Therefore, Shariputra, since the bodhisattvas have no attainment, they abide by


means of prajnaparamita. Since there is no obscuration of mind, there is no
fear. They transcend falsity and attain complete nirvana.

All the buddhas of the three times, by means of prajnaparamita, fully awaken to
unsurpassable, true, complete enlightenment.

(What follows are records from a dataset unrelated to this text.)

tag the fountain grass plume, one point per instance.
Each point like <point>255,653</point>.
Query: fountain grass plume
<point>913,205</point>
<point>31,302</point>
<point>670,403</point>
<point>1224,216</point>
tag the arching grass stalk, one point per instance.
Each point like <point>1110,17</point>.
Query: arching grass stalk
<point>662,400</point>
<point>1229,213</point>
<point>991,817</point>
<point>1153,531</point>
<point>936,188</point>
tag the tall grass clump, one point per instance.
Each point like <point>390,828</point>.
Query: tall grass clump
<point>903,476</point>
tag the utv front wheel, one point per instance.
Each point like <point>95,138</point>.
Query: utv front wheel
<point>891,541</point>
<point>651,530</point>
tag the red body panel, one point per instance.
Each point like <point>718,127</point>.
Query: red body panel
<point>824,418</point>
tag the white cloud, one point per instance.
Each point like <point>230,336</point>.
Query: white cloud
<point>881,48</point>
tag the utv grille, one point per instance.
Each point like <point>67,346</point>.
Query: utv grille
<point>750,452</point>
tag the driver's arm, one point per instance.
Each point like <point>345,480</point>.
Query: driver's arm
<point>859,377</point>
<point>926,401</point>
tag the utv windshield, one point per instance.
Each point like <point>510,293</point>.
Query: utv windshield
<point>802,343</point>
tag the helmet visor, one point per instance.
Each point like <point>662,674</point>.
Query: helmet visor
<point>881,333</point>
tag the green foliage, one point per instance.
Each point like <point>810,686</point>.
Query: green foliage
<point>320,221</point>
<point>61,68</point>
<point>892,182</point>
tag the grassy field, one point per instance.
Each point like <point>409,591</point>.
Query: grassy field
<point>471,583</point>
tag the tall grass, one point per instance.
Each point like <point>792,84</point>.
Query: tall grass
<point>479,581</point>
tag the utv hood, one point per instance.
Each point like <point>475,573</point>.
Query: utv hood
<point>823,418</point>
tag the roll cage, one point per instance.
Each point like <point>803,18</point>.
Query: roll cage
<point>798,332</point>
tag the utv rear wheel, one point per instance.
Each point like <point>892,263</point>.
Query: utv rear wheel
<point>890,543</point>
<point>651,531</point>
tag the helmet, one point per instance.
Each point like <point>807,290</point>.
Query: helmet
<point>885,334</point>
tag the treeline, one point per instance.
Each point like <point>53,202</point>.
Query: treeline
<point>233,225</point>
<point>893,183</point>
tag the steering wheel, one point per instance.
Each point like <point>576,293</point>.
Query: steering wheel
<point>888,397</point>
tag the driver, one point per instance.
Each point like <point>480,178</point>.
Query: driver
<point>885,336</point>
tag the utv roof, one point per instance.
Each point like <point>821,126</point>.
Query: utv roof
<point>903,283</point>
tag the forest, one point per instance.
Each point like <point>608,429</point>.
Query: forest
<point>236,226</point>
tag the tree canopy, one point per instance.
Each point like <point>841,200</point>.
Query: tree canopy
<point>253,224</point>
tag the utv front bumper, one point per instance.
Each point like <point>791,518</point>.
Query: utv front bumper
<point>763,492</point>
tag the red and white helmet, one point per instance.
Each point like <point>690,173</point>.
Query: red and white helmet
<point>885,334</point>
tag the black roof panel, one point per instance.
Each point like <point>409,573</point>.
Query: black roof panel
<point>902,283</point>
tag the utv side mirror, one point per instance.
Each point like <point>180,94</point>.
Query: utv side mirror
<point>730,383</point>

Therefore, the great mantra of prajnaparamita, the mantra of great insight, the
unsurpassed mantra, the unequaled mantra, the mantra that calms all
suffering, should be known as truth, since there is no deception. The
prajnaparamita mantra is said in this way:

OM GATE GATE PARAGATE PARASAMGATE BODHI SVAHA

Thus, Shariputra, the bodhisattva mahasattva should train in the profound


prajnaparamita."

Then the Blessed One arose from that samadhi and praised noble
Avalokiteshvara, the bodhisattva mahasattva, saying: "Good! Good, O son of
noble family! thus it is, O son of noble family, thus it is. One should practice
the profound prajnaparamita just as you have taught and all the tathagatas and
arhats will rejoice."

When the Blessed One had said this, venerable Shariputra and noble
Avalokiteshvara, the bodhisattva mahasattva, that whole assembly and the
world with its gods, humans, asuras, and gandharvas rejoiced and praised the
words of the Blessed One.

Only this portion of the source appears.